Die Antragsgegnerin hat dem Antragsteller bei dessen Vorsprache am 23. Mai 2008 eine Ausreisefrist bis zum 11. Juli 2008 gewährt. Diese Ausreisefrist war aller Voraussicht nach ausreichend bemessen, so dass auch kein Grund vorlag, diese weiter zu verlängern. Für den Regelfall der Ausreisepflicht nach rechtmäßigem Aufenthalt ist eine Frist von wenigstens einem Monat erforderlich, aber auch ausreichend (Renner, aaO, Rn. 10). Der Antragsteller hat sich zum Zeitpunkt der Vorsprache bei der Antragsgegnerin bereits seit nahezu drei Jahren illegal in der Bundesrepublik Deutschland aufgehalten und war somit vollziehbar ausreisepflichtig.
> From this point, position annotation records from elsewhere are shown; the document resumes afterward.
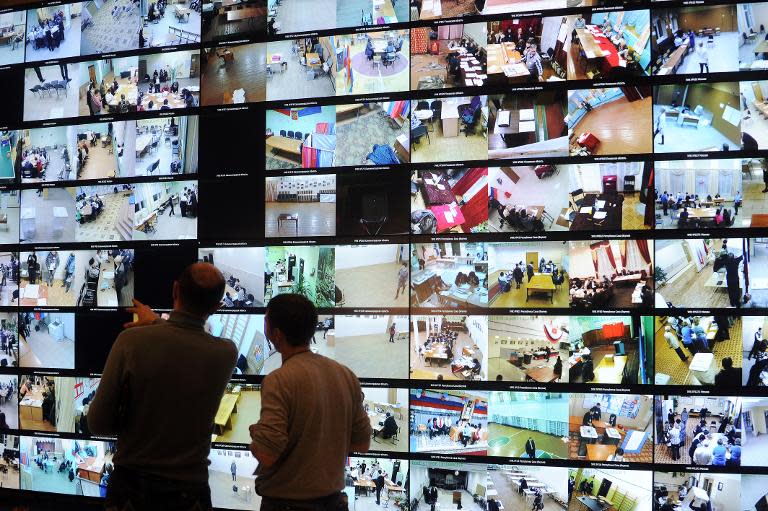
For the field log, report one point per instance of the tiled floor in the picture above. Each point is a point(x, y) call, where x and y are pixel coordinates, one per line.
point(108, 33)
point(371, 286)
point(667, 361)
point(510, 442)
point(720, 55)
point(438, 148)
point(69, 47)
point(10, 407)
point(293, 16)
point(222, 496)
point(621, 126)
point(44, 221)
point(422, 369)
point(101, 164)
point(293, 82)
point(247, 71)
point(158, 34)
point(369, 356)
point(368, 80)
point(50, 105)
point(757, 127)
point(529, 190)
point(509, 496)
point(356, 135)
point(681, 139)
point(517, 297)
point(644, 456)
point(106, 226)
point(315, 219)
point(248, 412)
point(41, 350)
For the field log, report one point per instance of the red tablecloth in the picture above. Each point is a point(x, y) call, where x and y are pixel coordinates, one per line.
point(612, 58)
point(448, 215)
point(588, 140)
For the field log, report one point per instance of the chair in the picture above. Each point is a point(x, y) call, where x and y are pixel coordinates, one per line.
point(576, 199)
point(418, 132)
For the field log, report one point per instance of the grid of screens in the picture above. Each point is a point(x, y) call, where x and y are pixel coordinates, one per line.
point(535, 229)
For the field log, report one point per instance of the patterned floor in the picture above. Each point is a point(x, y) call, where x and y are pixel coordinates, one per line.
point(355, 138)
point(104, 228)
point(109, 33)
point(667, 361)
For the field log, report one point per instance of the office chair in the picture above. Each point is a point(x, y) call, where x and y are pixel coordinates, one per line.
point(470, 123)
point(418, 132)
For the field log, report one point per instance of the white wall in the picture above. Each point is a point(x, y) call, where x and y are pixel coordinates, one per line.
point(221, 459)
point(753, 488)
point(48, 137)
point(478, 32)
point(350, 256)
point(505, 256)
point(181, 61)
point(348, 326)
point(245, 263)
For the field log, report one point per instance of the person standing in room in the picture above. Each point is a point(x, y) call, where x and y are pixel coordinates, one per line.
point(703, 55)
point(530, 447)
point(402, 279)
point(673, 343)
point(312, 416)
point(164, 430)
point(379, 482)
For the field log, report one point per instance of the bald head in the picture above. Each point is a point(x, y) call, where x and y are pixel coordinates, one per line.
point(199, 289)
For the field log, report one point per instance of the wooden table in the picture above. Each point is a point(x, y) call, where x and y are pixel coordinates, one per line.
point(599, 452)
point(227, 407)
point(282, 144)
point(541, 374)
point(246, 13)
point(31, 405)
point(91, 469)
point(288, 217)
point(610, 369)
point(431, 9)
point(541, 283)
point(36, 296)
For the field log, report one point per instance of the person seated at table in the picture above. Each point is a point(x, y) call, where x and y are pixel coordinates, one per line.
point(389, 427)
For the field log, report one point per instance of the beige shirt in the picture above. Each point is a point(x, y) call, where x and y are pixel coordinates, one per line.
point(159, 392)
point(311, 413)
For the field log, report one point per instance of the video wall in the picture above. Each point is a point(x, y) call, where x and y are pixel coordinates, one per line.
point(536, 230)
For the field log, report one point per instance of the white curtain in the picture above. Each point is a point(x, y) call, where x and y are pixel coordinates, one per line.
point(725, 183)
point(634, 258)
point(604, 266)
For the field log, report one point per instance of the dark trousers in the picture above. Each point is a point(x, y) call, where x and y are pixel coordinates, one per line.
point(336, 502)
point(131, 490)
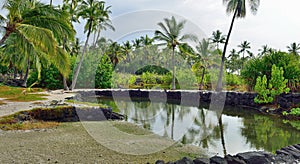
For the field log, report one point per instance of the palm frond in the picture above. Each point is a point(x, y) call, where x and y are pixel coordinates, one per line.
point(42, 39)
Dies war ihm auch bewusst. Damit war dem Antragsteller grundsätzlich auch eine deutlich kürzere Ausreisefrist (als einen Monat) zumutbar. Gleichwohl hat die Antragsgegnerin dem Antragsteller unter Berücksichtigung der von ihm geltend gemachten persönlichen Belange (Teilnahme an den Klausuren) eine Ausreisefrist bis zum 11. Juli 2008 eingeräumt. Damit sind die persönlichen Belange des Antragstellers ausreichend gewürdigt worden.

18

Die bei der erneuten Vorsprache am 10. Juni 2008 vorgebrachten Gründe, die aus Sicht des Antragstellers eine Verlängerung der Ausreisefrist begründen sollen, greifen nicht durch. Der Antragsteller hat hier vorgetragen, er könne nicht vor dem 28. Juli 2008 ausreisen, da er die für die Einreise nach Kamerun notwendige Impfung gegen Gelbfieber noch nicht erhalten habe. Er habe zudem bereits einen Flug für den 28. Juli 2008 gebucht. Eine Umbuchung auf einen früheren Flug sei ihm wegen der hohen Stornierungskosten nicht zumutbar. Wie bereits ausgeführt, standen diese Vorbringen einer rechtzeitigen Ausreise nicht entgegen und sind zudem selbst verschuldet.

19

Die von der Antragsgegnerin in dem Schriftsatz vom 18. Juli 2008 dargelegten Ermessenserwägungen sind nicht zu beanstanden.

20

Die Kostenentscheidung beruht auf § 154 Abs. 1 VwGO. Die Streitwertfestsetzung folgt aus §§ 53 Abs. 3 Nr. 1, 52 Abs. 1 GKG.